Co-founder of Islamic charity to face tax fraud and money-laundering charges

By Jeff Barnard, AP
Saturday, August 28, 2010

Co-founder of Islamic charity goes on trial

ASHLAND, Ore. — The gates are rusted and the American flags are gone from the house on the outskirts of this small tourist town that once served as U.S. headquarters for an Islamic charity that was declared a terrorist organization by the U.S. government.

But despite six years of trying, federal investigators have not brought terrorism charges against the Iranian-born tree trimmer and naturalized American citizen who co-founded the American branch of Al-Haramain Islamic Foundation, Inc., or his fellow foundation officer living in Saudi Arabia.

The government will instead put Pete Seda, also known as Pirouz Sedaghaty, on trial Monday in U.S. District Court in Eugene on charges of conspiracy, tax fraud and failing to report taking $150,000 out of the country.

The indictment alleges that the money came from an unnamed Egyptian benefactor through a London bank to Ashland in 2000, where Seda and Soliman Hamd Al-Buthe, arranged to take it out of the country, filing a phony tax return to show the money going toward the purchase of a prayer house in Springfield, Mo.

Court documents show the government will argue that Seda and Al-Buthe intended the money to go to Muslim separatists in the Russian republic of Chechnya who have fought two wars with government forces since 1994, but will not be offering any evidence the money actually went to terrorists.

The strength of any government terrorism case against Seda has been questioned.

“There was a kind of rush of those kinds of cases at one point” after the Sept. 11, 2001 terrorism attacks, said Ibrahim Hooper, national communications director for the Council on American-Islamic Relations in Washington, D.C., a Muslim civil rights and advocacy group. “It’s always a concern when the initial allegations don’t match up with the ultimate charges.”

Assistant U.S. Attorney Chris Cardani declined to discuss the prosecution’s case, but at a 2007 bail hearing he argued that Seda had promoted a radical form of Islam based in Saudi Arabia known as Wahabbism.

In a ruling on what evidence and witnesses will be allowed in the tightly controlled case, Judge Michael Hogan wrote, “As the government sees it, the main issue to be decided at trial is whether defendant Sedaghaty conspired to prevent the United States from discovering Al-Haramain’s attempt to fund the mujahideen in Chechnya and whether he later attempted to cover it up by signing a return with the IRS that he knew to be false.

“Defendant will seek to rebut the government’s evidence regarding the funding of the Chechnyan Mujahideen by showing his concern regarding Russian brutality and that such concern was mainstream and shared by high government officials,” the judge wrote.

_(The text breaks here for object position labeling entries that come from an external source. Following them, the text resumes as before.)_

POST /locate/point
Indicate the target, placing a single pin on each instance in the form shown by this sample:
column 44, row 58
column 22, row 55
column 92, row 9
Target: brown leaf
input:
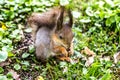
column 14, row 74
column 116, row 57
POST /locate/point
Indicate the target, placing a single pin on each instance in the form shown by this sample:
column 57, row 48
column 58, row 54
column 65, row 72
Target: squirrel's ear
column 59, row 22
column 70, row 23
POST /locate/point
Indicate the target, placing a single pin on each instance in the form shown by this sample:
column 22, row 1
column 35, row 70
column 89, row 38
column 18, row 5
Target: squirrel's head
column 63, row 31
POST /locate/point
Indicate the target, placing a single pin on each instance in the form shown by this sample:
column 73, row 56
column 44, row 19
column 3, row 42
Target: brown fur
column 51, row 36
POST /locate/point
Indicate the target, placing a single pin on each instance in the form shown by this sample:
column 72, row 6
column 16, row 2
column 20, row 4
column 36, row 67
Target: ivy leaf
column 3, row 55
column 3, row 26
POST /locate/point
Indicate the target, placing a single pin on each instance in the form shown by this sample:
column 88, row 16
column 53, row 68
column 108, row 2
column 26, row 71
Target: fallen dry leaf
column 14, row 74
column 89, row 61
column 65, row 70
column 91, row 55
column 116, row 57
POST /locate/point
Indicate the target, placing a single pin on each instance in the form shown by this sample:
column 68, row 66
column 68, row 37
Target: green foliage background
column 96, row 25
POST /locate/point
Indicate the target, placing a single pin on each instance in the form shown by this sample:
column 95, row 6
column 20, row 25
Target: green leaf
column 17, row 66
column 3, row 55
column 3, row 78
column 76, row 14
column 64, row 2
column 25, row 63
column 1, row 70
column 28, row 30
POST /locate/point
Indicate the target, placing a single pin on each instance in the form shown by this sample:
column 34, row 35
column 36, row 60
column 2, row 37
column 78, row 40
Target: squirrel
column 52, row 37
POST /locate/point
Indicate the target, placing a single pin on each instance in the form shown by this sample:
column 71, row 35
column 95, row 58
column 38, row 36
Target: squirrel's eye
column 60, row 37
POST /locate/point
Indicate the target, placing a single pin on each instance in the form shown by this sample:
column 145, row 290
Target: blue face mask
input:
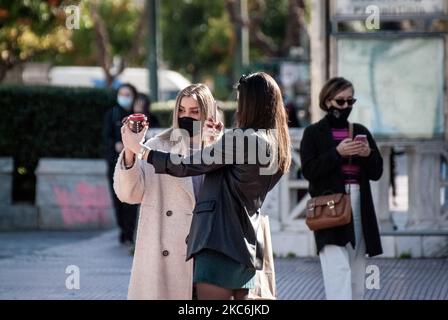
column 125, row 102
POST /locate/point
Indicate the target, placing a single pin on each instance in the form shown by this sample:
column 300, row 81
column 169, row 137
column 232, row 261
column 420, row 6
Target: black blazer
column 321, row 166
column 226, row 215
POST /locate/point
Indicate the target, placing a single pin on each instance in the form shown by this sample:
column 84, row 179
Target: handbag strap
column 350, row 135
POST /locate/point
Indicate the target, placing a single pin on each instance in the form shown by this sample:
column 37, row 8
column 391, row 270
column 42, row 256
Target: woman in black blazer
column 240, row 169
column 325, row 151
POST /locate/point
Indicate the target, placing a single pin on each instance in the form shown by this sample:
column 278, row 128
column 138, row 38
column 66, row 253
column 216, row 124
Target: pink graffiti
column 85, row 204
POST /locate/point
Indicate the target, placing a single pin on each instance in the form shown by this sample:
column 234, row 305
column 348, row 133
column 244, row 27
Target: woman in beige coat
column 159, row 269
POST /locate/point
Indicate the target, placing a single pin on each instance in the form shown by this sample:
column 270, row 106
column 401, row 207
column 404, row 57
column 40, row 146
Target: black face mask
column 339, row 115
column 186, row 123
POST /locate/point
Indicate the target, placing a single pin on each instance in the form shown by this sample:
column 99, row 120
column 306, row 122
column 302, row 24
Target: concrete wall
column 73, row 194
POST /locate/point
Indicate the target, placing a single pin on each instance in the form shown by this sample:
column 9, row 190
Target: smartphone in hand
column 361, row 138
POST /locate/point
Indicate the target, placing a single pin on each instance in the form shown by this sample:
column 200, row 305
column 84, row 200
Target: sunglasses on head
column 341, row 102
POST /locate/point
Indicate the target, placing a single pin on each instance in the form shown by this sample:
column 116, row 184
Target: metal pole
column 242, row 41
column 244, row 35
column 153, row 65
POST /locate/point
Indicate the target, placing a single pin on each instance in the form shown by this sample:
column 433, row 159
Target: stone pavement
column 33, row 266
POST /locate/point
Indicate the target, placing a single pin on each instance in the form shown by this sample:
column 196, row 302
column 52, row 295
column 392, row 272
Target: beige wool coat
column 159, row 269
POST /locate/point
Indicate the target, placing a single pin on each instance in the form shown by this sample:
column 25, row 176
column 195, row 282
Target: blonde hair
column 206, row 102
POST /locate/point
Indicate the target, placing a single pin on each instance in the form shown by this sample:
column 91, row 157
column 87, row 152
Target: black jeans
column 126, row 214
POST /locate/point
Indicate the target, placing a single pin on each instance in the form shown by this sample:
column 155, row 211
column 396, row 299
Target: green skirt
column 218, row 269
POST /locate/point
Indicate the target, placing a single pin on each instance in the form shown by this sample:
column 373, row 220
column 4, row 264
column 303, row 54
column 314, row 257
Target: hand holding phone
column 361, row 138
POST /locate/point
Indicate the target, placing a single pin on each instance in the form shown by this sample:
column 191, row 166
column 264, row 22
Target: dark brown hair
column 260, row 106
column 331, row 88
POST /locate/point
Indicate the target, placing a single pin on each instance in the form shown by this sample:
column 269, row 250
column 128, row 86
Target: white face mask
column 125, row 102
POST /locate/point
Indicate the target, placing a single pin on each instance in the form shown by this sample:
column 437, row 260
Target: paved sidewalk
column 33, row 264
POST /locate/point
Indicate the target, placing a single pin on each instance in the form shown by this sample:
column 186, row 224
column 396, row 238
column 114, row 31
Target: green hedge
column 57, row 122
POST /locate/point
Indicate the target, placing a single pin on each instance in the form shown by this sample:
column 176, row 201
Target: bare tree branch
column 139, row 32
column 256, row 35
column 102, row 42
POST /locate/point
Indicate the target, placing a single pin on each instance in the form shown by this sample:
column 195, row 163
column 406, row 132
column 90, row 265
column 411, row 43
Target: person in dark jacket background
column 126, row 214
column 324, row 152
column 143, row 105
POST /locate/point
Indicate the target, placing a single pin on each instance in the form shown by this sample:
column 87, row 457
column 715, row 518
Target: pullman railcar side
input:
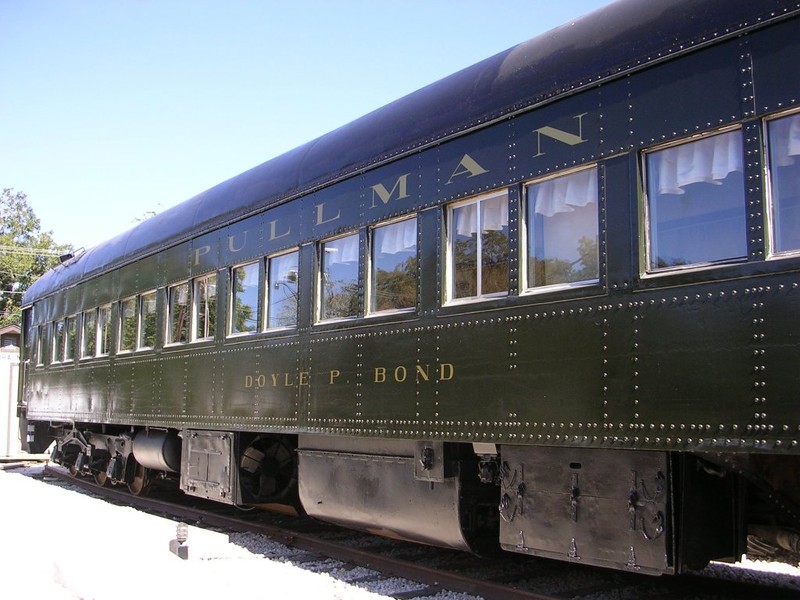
column 579, row 308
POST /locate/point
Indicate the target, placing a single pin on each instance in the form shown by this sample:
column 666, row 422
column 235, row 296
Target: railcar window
column 784, row 154
column 205, row 291
column 127, row 325
column 695, row 202
column 244, row 298
column 562, row 222
column 338, row 286
column 393, row 266
column 58, row 341
column 104, row 330
column 89, row 334
column 179, row 314
column 70, row 337
column 478, row 247
column 39, row 347
column 282, row 290
column 147, row 321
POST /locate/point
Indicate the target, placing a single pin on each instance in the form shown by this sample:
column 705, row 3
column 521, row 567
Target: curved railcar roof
column 607, row 43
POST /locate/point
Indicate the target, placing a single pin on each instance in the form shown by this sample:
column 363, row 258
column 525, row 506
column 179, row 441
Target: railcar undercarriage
column 653, row 512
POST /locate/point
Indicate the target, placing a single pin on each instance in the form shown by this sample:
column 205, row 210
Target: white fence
column 10, row 442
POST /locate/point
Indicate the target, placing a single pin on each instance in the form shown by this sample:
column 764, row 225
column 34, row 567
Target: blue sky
column 113, row 108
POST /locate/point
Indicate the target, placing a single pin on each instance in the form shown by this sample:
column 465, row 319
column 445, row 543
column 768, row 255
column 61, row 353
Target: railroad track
column 365, row 559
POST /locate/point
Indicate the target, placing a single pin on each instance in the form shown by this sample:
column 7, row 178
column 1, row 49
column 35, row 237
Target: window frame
column 770, row 211
column 104, row 330
column 69, row 345
column 58, row 337
column 186, row 325
column 86, row 351
column 371, row 272
column 320, row 297
column 200, row 296
column 268, row 286
column 259, row 264
column 449, row 286
column 524, row 243
column 122, row 325
column 645, row 211
column 141, row 330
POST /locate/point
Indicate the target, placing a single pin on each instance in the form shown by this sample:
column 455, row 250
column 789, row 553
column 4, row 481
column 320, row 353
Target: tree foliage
column 26, row 252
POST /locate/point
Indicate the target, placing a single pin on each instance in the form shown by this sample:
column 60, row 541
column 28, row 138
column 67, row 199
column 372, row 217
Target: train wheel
column 140, row 483
column 268, row 470
column 101, row 478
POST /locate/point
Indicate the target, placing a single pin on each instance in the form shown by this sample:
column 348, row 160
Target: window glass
column 393, row 276
column 40, row 332
column 70, row 337
column 282, row 290
column 104, row 330
column 563, row 229
column 58, row 341
column 695, row 202
column 206, row 306
column 179, row 314
column 147, row 321
column 784, row 153
column 244, row 298
column 339, row 278
column 127, row 325
column 478, row 247
column 89, row 334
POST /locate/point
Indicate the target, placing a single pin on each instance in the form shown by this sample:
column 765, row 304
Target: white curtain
column 250, row 278
column 494, row 216
column 343, row 250
column 398, row 236
column 565, row 194
column 784, row 140
column 708, row 160
column 284, row 268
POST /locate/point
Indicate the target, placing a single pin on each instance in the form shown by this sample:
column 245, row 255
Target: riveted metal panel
column 208, row 466
column 262, row 384
column 775, row 58
column 597, row 508
column 687, row 95
column 693, row 356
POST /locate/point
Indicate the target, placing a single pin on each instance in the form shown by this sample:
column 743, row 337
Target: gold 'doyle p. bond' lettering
column 380, row 375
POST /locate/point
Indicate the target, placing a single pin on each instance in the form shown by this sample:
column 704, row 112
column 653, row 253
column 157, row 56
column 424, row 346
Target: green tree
column 26, row 253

Al-Buthe was indicted along with Seda, but cannot be extradited from Saudi Arabia.

In the course of the government going after Al-Haramain, a federal judge ruled in another case involving the charity that the government’s program of wiretapping suspected terrorists without getting permission from a judge was illegal.

Seda, 52, came to Ashland as a college student and stayed on, taking U.S. citizenship.

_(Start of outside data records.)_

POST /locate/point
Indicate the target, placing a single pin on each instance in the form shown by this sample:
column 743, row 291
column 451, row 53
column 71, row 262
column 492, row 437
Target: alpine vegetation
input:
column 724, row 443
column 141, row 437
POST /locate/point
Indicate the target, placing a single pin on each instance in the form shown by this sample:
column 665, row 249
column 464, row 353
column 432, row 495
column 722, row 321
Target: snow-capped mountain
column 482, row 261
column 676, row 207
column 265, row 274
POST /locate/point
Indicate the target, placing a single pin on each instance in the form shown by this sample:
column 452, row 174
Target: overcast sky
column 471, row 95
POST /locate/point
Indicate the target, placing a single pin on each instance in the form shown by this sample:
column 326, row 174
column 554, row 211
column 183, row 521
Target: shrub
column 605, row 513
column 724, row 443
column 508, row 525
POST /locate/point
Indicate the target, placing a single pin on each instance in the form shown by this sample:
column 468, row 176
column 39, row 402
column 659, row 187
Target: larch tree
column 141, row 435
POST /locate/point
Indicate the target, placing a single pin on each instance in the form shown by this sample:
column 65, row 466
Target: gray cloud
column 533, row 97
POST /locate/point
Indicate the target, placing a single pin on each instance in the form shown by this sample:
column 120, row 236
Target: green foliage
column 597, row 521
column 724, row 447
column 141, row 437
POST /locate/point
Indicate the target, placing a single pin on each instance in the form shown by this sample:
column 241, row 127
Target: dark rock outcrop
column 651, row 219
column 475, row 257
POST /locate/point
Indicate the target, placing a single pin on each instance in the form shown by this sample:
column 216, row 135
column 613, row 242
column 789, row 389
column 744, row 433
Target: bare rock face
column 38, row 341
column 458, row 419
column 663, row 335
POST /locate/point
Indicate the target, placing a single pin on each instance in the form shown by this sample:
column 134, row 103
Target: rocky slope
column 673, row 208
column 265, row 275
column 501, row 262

As an arborist, he became well-known for his ability to save ailing or damaged trees.

He was also something of a public figure, regularly leading his pet camel in the Fourth of July parade, speaking on panels with local religious leaders and a local radio talk show about the peaceful side of Islam, handing out copies of the Quran to Muslims in prison, and writing a pamphlet titled, “Islam Is…”

Retired attorney and former Peace Corps volunteer David Berger met Seda when he needed some trees moved, and became a friend, giving him legal advice, attending gatherings at the Al-Haramain house, and later watching over federal agents who seized records and computers from it after Seda left the country in the midst of their investigation.

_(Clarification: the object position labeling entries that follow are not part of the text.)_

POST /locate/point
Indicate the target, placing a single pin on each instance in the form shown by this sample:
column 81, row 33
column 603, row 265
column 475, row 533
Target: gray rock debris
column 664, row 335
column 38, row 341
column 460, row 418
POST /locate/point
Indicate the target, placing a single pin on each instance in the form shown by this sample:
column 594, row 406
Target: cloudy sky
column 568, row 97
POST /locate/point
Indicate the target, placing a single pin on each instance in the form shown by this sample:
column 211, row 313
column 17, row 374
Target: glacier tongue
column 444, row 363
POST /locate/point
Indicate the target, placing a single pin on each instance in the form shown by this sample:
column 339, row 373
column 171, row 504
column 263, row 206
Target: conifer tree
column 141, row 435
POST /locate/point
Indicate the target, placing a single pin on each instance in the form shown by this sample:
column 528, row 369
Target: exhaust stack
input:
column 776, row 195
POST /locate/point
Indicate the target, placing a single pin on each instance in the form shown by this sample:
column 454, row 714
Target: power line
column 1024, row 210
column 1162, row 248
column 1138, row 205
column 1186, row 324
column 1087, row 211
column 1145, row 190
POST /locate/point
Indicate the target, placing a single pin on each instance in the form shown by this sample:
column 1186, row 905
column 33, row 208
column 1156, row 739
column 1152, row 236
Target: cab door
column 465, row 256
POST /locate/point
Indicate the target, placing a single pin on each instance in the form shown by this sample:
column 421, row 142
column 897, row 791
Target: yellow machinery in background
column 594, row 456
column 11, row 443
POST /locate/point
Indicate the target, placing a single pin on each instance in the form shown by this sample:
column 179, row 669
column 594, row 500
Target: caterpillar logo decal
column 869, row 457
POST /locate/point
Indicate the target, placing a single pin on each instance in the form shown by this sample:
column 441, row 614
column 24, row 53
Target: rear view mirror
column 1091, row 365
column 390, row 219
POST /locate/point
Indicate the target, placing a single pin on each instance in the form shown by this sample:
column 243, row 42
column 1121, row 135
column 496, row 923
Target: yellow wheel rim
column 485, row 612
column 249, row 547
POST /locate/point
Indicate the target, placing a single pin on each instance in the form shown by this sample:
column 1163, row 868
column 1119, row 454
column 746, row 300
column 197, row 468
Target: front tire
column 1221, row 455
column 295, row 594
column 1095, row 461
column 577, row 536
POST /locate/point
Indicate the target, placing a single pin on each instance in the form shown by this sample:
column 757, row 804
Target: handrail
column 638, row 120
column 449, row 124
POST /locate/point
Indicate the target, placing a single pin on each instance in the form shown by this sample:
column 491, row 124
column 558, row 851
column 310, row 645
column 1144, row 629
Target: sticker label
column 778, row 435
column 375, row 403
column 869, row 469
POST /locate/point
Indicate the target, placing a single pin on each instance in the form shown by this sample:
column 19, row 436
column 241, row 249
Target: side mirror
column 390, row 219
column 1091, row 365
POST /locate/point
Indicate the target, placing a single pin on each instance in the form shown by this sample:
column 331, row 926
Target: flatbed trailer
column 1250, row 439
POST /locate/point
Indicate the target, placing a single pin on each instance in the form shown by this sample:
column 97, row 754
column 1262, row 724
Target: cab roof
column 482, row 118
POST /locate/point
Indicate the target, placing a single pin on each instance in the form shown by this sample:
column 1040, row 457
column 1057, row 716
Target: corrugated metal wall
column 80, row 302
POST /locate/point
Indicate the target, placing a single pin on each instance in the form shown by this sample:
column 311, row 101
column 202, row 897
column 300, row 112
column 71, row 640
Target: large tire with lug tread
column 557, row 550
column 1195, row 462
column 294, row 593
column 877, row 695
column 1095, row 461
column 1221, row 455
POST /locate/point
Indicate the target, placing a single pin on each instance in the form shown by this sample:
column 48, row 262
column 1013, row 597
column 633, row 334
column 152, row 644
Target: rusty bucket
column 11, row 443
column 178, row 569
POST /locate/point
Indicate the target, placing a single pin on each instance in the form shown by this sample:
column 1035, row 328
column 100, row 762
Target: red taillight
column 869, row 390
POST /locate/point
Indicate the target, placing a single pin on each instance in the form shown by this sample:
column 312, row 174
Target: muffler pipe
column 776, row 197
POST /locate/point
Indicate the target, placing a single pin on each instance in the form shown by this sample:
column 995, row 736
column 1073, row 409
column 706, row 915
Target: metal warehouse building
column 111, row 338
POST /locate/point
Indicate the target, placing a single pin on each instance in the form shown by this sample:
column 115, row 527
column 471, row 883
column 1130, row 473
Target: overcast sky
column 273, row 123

“There is no doubt in my mind he is a very, not just law-abiding, but very decent and honest person,” said Berger. “But Pete was not one to automatically ask himself, ‘Gee, is there something illegal about this?’”

In the pamphlet, Seda wrote, “Terrorism is clearly rejected by Islam and can never be called jihad (holy war).”

Things changed for Seda after the 9/11 attacks. Berger recalls Seda asking him to the house, and taking him down the driveway and across the road, where he showed him a hidden camera trained on the driveway.

Berger said Seda thought the camera had been placed by a government agency.

The camel died. Seda suspected it was poisoned, Berger said.

Seda left the country in 2003, and was indicted in 2005 while still living in the Middle East. He returned three years ago to face the charges, and has been free on bail, living in Portland.

Wearing a security bracelet on his ankle, Seda visited friends in Ashland during the latest July 4 holiday, Berger said.

Hogan has also ruled that the jury can hear testimony from Daveed Gartenstein-Ross, who worked with Seda at Al-Haramain and has testified in a bail hearing that Seda distributed a version of the Quran that advocates violent holy war. But the jury will not hear the title of Gartensein-Ross’s book about the experience, “My Year Inside Radical Islam.”